Зверушку будто сдуло этим моим жарким шепотом, и дедушка поглядел окрест уже впустую:
— Ты про что?
— Да вот… там… кто-то был…
— Кто, не пойму?
В этот момент зверушка снова вышмыгнула из камышей и встала столбушкой ровно на том месте, где только что была.
— A-а! Ну так это ластвица! Мышковка! Ишь ты!
И опять зверушка от дедушкиных слов умчалась в чащу, откуда спустя объявилась снова, любопытно вытягиваясь, обращаясь в недвижный столбик.
— Это она сальце учуяла. Эвон кожица лежит. Я давеча отбросил. Ну, бери, бери, не бойся. Ах ты, лапушка!
Ласка, словно послушавшись, сделала несколько поскоков в сторону кожуры, внезапно остановилась настороженно, после чего в последнем прыжке схватила кожицу и молниеносно исчезла в камышах.

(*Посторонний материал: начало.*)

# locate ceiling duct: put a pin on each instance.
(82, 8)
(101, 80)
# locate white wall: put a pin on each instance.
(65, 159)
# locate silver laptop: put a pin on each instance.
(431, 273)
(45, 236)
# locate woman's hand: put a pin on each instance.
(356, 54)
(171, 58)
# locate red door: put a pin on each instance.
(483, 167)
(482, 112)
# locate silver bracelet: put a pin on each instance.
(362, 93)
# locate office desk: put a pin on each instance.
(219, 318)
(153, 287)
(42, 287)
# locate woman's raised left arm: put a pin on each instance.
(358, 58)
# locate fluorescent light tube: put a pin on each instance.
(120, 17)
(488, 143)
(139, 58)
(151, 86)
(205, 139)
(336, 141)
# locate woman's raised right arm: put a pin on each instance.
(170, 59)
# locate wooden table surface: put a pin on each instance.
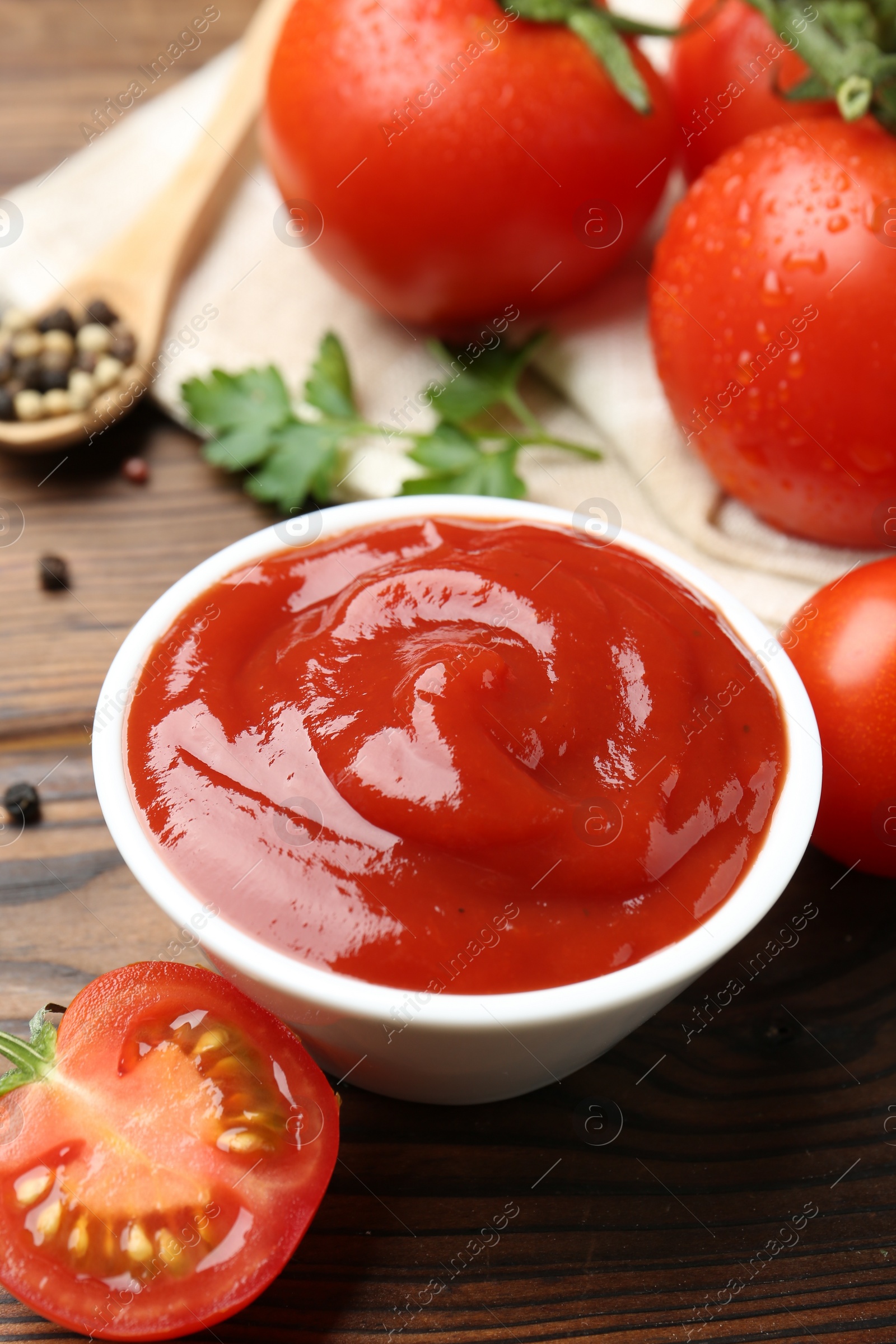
(752, 1191)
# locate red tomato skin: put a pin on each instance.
(473, 207)
(772, 254)
(88, 1047)
(723, 78)
(847, 657)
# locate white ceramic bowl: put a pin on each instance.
(456, 1047)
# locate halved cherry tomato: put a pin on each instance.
(162, 1158)
(844, 647)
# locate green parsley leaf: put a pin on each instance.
(448, 449)
(459, 465)
(302, 463)
(255, 400)
(329, 386)
(481, 378)
(489, 474)
(288, 459)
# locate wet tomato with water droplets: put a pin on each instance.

— Ну бедова! — щурился дедушка, тепло глядя в то место, где только что сидел зверек, — был и нет его, будто сновидение. — А лето придет — у нее опять свой наряд. Вот как льнет к земле, к годовому времени, вот как ластится: и зимой ее вроде нет, и летом не видно. Потому небось лаской, ластвицей зовут. Осьмушка весу, а тоже живая душа. Все про тебя знает, что ты за птица, каков гусь. А мы, братка, в суете своей да в гордыне про нее — ничего. Да-а… За это с нас и спросится, придет время… Живем — под собой земли не видим… Ох, дела наши! Давай, голубь мой, вязаться, к дому править.
4
Срубленным шестом дедушка проколол ворох камыша, развалил на две части и обе доли отделил друг от дружки.
— Один возок заберем, — пояснял он при этом, — а за другим днями приедем.